Auf einer Lesereise hörte ich sie unablässig in ihrem Hotelzimmer auf- und abgehen – unterwegs zwischen dem Fliessenden und der Form? Bei aller Beschwernis blieb das Gespräch fesselnd. Es war über weite Strecken ein Tasten durch halbdunkle Gebiete. Konträre Sprachtemperamente suchten nach Worten für die gemeinsame Gegenwart.

Sie schrieb an ihren ersten Texten. Einiges war schon in Theaterprojekte eingeflossen; da und dort las sie daraus. Die Sprache schnitt durch belebtes Gewebe – kein Publikum konnte sich entziehen. Etwas einschüchternd Präzises war im Begriff, zur Welt zu kommen: Hierzulande war über Geburt, Männergewalt und die Verlorenheit der Mütter kaum Schonungsloseres geschrieben worden.

Und nachdem der letzte Punkt gelesen war, kam dieses Brodeln zurück.
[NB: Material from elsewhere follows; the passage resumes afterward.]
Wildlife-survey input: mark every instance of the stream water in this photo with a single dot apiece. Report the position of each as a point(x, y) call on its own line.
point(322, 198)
Andere hatten schon Satzmassstäbe für sich gezimmert; auch ich turnte durch die Vokabularien. Sie hingegen schien den Worten zu misstrauen, so als griffe sie eines nach dem anderen auf, Kiesel aus dem Bett der Sprache. Die meisten passten nicht, wurden verworfen, fielen zurück in den grossen Redestrom.

Auch gedruckt verfehlten die Texte ihre Wirkung nicht, und auf einmal war viel Licht auf ihre Person gerichtet, auf dieses Ringen nach sprachlichem Sauerstoff. Dass sie sich nicht mit falscher Geläufigkeit aus der Affäre zog, beeindruckte mich. Doch mit den Jahren schälte sich aus dieser Sprachskepsis, ohne jedes Zugeständnis, eine neue Beredsamkeit heraus. Nun trat sie ein für die Spielräume des Verhandelns; ja, sie hat sich für eine Fortsetzung des Gesprächs verwendet, auch in aussichtsloser Lage.

Der Autor und Herausgeber Michel Mettler (57) war in den neunziger Jahren in die Autor:innengruppe NETZ involviert, in der auch Ruth Schweikert aktiv war.